人によっては麻薬並みの中毒性を持つ猛毒、じゃなくて独特の作風で評判のトンデモ……じゃなくて伝奇小説作家・荒山徹氏。その作品の中でも、いろんな意味でトップクラスにひどいよこれ(褒め言葉)と思われる『柳生雨月抄』が改題して文庫化。ああちなみに、荒山作品に多少慣れてるならともかく、あまり耐性がないor初体験にこの作品を手に取ることは個人的に全くオススメしませんのであしからず(←おい)
内容を要約すると、陰陽術・剣術ともに超一流の技を修めた最強ヒーロー・柳生友景があの手この手で日本侵略を狙う悪の朝鮮妖術師が率いる組織と闘う連作短編集(要約しすぎ) ……改めて文章にするとどうしようもなくアレな話だよなぁと、今更ながらしみじみ思った……。えーとちなみに、短編集『十兵衛両断』に収録されている「太閤呪殺陣」の続編ともいえる作品であり、先日同じく文庫化された『柳生薔薇剣』と若干のリンクがあり。読む順番的には、『両断』→『陰陽』→『薔薇』(→『百合』)。
ネタ部分があんまりにもあんまりすぎるのでうっかり忘れてしまいそうになるんですが、実は基本のストーリィラインは普通に面白い伝奇小説だったりします。主人公が最強すぎてあまりピンチに陥らないのでそういう方面ではやや物足りなさもありますが、最初から最後まで無茶苦茶やっていながら最後には史実にあわせて落としてくるあたりは普通に巧いと思うし。
しかし、繰り返して言いますが、ネタ部分があんまりにもあんまりすぎる。そのおかげでいろいろと台無しになるのが荒山作品クオリティなのですが、この作品もその例にもれず。とりあえず妖術とか霊的とかいえば何でもおっけー状態なのはいつものことだからいいとして(いいのか)、某日本史上最凶級の大怨霊の改心を筆頭に、いくらなんでもモ○ラはないんじゃないかとかどこの特撮映画だよという巨大生物とかなにかヅ○に恨みでもあるのかそれとも逆に好きだからこそこうなるのかとか生首は酷過ぎるだろうとか、ツッコミどころが多すぎて多すぎて。読んでて笑いの発作に襲われること必至。
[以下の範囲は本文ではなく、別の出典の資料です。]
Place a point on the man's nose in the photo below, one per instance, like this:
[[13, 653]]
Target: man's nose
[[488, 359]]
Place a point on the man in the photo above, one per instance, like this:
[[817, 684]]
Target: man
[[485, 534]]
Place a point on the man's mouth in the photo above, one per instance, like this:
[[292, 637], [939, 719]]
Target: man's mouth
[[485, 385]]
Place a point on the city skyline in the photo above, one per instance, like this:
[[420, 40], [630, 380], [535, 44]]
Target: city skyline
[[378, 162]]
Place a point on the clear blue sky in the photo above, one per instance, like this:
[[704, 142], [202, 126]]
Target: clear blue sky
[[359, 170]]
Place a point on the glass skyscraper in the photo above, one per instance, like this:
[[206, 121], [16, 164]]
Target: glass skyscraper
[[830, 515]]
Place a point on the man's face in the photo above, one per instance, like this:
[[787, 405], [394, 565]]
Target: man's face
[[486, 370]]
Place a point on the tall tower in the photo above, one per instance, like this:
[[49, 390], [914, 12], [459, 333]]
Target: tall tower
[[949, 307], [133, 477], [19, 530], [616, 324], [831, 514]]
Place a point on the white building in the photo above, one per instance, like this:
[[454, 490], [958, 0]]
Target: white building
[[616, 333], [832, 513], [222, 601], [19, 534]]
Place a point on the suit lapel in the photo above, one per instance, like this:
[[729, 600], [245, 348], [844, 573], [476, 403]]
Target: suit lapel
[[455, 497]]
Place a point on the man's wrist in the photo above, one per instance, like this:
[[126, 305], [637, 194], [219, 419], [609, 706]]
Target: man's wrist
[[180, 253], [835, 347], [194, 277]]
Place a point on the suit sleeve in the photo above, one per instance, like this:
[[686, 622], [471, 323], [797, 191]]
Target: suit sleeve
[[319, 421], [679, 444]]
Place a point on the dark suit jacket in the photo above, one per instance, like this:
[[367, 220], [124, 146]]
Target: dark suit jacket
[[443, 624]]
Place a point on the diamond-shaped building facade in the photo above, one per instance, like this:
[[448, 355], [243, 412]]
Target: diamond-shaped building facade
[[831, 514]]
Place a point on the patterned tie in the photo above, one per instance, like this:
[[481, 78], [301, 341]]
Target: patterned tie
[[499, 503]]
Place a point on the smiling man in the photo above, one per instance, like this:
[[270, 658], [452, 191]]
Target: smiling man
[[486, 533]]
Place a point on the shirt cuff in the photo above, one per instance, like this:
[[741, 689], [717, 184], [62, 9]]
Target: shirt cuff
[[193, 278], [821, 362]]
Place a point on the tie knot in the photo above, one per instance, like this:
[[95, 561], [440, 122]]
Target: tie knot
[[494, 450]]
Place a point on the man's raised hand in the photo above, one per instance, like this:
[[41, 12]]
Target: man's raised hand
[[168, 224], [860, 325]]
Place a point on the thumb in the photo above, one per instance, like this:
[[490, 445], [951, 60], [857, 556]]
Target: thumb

まぁそんなこんなで、ネタ部分のあまりのひどさに頭を抱えたり爆笑させられながら、奇をてらうだけにとどまらず、やりたい放題な展開の影でしっかり繰り広げられている人間ドラマ等は普通に面白くて、時にはあーそういうふうに繋げるのかーと感心したりうっかり感動してしまいそうになるという(うっかりかよ) なんというか、つくづく性質が悪いというか理不尽だよなーとしみじみ思わされる怪……もとい力作です。